The Government confirmed today that the changes are to last for generations to come.

Bishop Auckland is one of the biggest winners in our region, receiving £19.9 million to improve its transport, hospitality and leisure offering while bringing vacant properties back to life.

Also getting the full funding bid is Sunderland, which received £25 million to transform the city centre with a new state-of-the-art library, creative labs and a local history centre.

Provisional funding offers went to Stockton, set to receive £16,543,812, and Middlesbrough and Loftus, with £14,170,352 earmarked for each town centre.

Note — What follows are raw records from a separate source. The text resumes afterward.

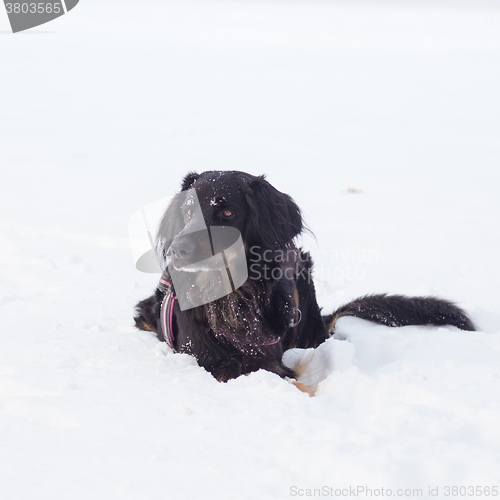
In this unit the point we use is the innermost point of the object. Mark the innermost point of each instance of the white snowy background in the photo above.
(105, 109)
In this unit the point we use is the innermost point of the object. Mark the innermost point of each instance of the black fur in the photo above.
(268, 221)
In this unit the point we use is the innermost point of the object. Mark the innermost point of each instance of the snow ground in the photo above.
(105, 109)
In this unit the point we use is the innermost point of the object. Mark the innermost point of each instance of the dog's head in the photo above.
(228, 203)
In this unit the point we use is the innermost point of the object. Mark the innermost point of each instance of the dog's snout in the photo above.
(182, 247)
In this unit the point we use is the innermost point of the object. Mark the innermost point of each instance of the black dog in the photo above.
(275, 309)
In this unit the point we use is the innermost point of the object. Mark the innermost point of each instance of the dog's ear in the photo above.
(274, 219)
(189, 180)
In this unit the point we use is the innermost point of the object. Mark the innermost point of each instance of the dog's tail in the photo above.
(398, 310)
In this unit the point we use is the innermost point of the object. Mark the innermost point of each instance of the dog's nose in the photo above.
(182, 247)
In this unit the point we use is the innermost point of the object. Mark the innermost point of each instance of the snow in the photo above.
(380, 119)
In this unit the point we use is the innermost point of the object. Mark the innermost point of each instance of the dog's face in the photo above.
(214, 209)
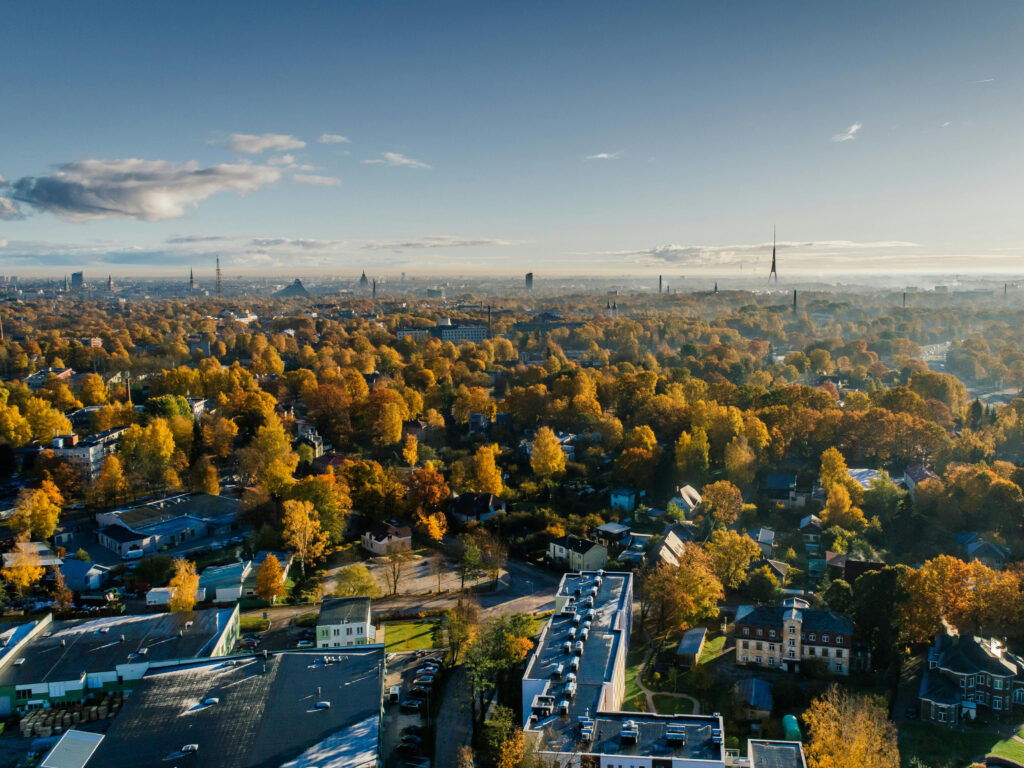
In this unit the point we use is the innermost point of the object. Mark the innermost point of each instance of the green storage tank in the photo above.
(792, 728)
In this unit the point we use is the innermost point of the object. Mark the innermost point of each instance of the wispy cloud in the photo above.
(698, 255)
(433, 242)
(8, 209)
(849, 134)
(307, 178)
(396, 160)
(253, 143)
(333, 138)
(144, 189)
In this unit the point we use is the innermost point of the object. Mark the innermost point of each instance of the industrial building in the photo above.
(54, 664)
(286, 710)
(166, 522)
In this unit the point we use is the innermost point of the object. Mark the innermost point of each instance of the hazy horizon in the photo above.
(580, 138)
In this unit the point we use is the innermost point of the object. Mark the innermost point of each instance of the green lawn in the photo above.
(944, 748)
(253, 624)
(634, 699)
(672, 706)
(713, 649)
(414, 635)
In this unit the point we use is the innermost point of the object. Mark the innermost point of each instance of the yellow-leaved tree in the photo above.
(184, 585)
(849, 730)
(547, 458)
(25, 568)
(270, 580)
(486, 478)
(37, 511)
(302, 531)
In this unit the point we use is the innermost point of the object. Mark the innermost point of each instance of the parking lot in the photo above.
(401, 671)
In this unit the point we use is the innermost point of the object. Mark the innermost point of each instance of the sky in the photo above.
(465, 138)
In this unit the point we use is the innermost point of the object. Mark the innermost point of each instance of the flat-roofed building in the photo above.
(57, 663)
(574, 683)
(293, 709)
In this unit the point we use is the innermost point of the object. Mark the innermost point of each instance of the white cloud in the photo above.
(150, 190)
(697, 255)
(305, 178)
(849, 134)
(333, 138)
(8, 209)
(433, 242)
(252, 143)
(395, 160)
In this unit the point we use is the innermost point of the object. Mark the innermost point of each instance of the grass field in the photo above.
(413, 635)
(942, 748)
(634, 699)
(672, 706)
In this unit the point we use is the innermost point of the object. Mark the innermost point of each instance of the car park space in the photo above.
(411, 684)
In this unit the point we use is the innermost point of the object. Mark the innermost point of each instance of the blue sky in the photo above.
(560, 137)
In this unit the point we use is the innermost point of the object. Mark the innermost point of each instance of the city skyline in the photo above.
(597, 139)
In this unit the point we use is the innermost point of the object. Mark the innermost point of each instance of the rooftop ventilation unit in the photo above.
(630, 732)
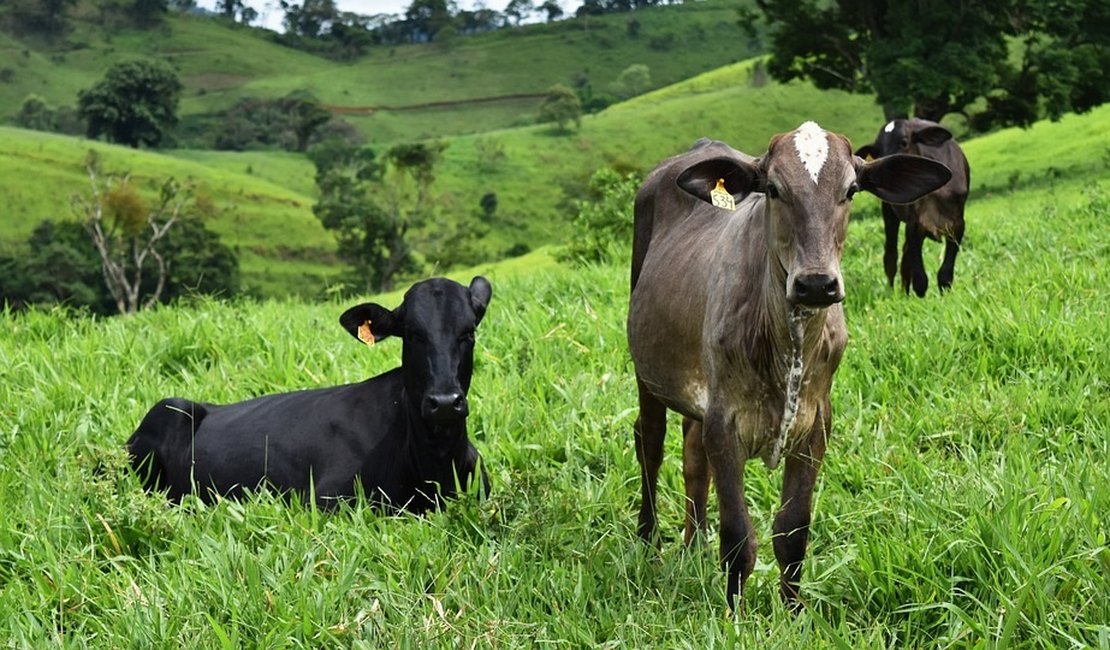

South Shields has been given a provisional offer of £5,959,187 and Blyth will get the full £11.1million it wants for cultural facilities and bus depot improvements.

The funds will help town centres by improving transport and access and converting retail units into new homes.

The plans will deliver long-term impacts that drive growth, raise living standards and ultimately help level up the regions.

It is also hoped that the money will help support areas to recover from the Covid-19 pandemic and transform underused town centres into more vibrant places.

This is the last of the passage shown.